Continuing with our habit of doing as much as we can until the sun goes down, and then looking for a hotel nearby. After leaving Palermo, we ended up in these odd little self-contained concrete igloos (which they call bungalows). A little chilly inside, but I can imagine in the heat of the summer months, it would be divine. Oh, and it was only €40 a night.
It was so nice to wake to the sound of birds, and to step outside into sunshine and be surrounded by greenery. I’d never realised how much this was missing from my life in London.
Tonnara di Scopello
Before going to the beach at San Vito Lo Capo, we popped in to Tonnara di Scopello, a historic tuna fishing estate in an idyllic bay just a short drive north of where we stayed. We parked just outside the property, paid the €3 entrance fee, and waddled down the steep hill to the waterfront. The sun was shining, and the skies were clear. We got changed into our swimwear, but the sunshine felt hollow, and there was a cold breeze. We braved our feet into the water. It wasn’t quite Siberian levels of cold, but it was far removed from what I would normally swim in (and what I would expect from Mediterranean waters).
It was, however, impossibly beautiful – the water, the bay and the romantic buildings. I’m not at the stage where I’m ready to dedicate a vacation to lazing by the water reading a book, but if I was, this place would be a dream. There are rooms available in this estate – however it was well above our budget, even during the current off-peak months. We lazed on the boat ramp, in a state between blissful warmth, and goose bumps with the breeze.
San Vito lo Capo
Even though it was only several kilometres to San Vito Lo Capo as the crow flies, it was going to take an hour to get there with the amount of detour we’d have to take. We passed a few other amazing bays on the way, one of which looked like a caravan park with all of the parked up campervans along the shoreline. And, with views like this, I couldn’t blame them – especially as it seemed to be free to camp here.
The towns in this area were different. Newer, and much, much wider. We were still as confused about how parking worked in Sicily, but took our chances amongst the dozens of other cars in what looked like 24/7 tow-away zones. It was only mid-April (a good two months before summer), but already the beaches were filled with umbrellas and beach chairs. We turned down the offers, and went for a walk along the shore. The water was perfectly clear, and the sand was also surprisingly fine, making a beautiful beach. Oh yeah, and then there was the view of the mountain looming large above all, really setting this beach apart from others.
The water wasn’t much warmer, but the sun felt warmer, and the wind was less gusty, so we actually braved a swim! Well, as much as we could given how shallow the waters were – and given I was paranoid about leaving my camera unattended on the beach, I didn’t want to venture too far away.

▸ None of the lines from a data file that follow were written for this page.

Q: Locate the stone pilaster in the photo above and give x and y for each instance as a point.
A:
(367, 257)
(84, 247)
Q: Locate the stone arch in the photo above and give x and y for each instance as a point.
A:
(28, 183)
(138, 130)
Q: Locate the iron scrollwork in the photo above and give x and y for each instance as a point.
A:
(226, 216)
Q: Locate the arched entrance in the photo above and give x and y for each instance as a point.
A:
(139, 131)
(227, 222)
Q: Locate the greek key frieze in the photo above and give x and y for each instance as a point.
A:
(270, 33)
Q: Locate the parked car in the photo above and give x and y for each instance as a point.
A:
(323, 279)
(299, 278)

I let Risa treat herself to a nice lunch, since we’d made do with a cheap breakfast. We ended up at U Sfizziusu, which like everything else in Sicily, was a seafood restaurant – which suited Risa perfectly. I settled for a simple (though delicious pasta), but Risa got this enormous seafood soup! There was half a lobster, several king prawns, mussels, clams, squid, and other treats – and all for €25. The photos don’t quite do justice as to how large this dish was – I’d guess at least 30-40cm in diameter!
With her in a food coma, we did our best to catch the last of the afternoon sun in another historic, hilltop village called Erice. We’d timed it well as most visitors were starting to leave, so we had no problems with parking – once I’d been able to get change for the ticket machine.

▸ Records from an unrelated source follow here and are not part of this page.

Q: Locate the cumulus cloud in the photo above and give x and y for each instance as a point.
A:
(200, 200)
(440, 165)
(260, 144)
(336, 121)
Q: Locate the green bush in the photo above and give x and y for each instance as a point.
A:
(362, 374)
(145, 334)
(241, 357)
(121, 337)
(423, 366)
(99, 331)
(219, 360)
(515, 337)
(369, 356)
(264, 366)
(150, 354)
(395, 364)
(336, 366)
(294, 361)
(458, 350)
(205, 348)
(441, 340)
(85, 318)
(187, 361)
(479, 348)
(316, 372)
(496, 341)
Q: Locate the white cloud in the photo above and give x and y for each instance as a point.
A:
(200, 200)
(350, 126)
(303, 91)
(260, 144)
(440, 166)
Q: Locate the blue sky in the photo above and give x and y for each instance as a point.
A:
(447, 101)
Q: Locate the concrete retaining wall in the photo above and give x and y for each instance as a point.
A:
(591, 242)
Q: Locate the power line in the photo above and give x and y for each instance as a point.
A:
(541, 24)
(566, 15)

These historic towns were starting to feel a little similar, however there was still enough charm and hidden alleys to keep us motivated. The main streets were just a little too decorated with advertising to really enjoy – but I get that they need to make a living, too.
The wind up on this rocky plateau was intense, but was worth battling with for the views out over where we’d been earlier today.
Many of the attractions were already shut (or hadn’t opened), but we made a quick visit into the Venus Castle – so named for the Cult of Venus that was said to have practised there in ancient times. There wasn’t a great deal to see inside, with pretty limited ruins, however there was something about this place that really appealed to me. The panels with the history were engaging, which really helped the imagination.
Plus, the views!
We wandered a little longer/deeper, but we found the rewards were diminishing rapidly, so after re-treading the same main streets several times, we made our way south – as far as we could towards Agrigento before it was too dark/late.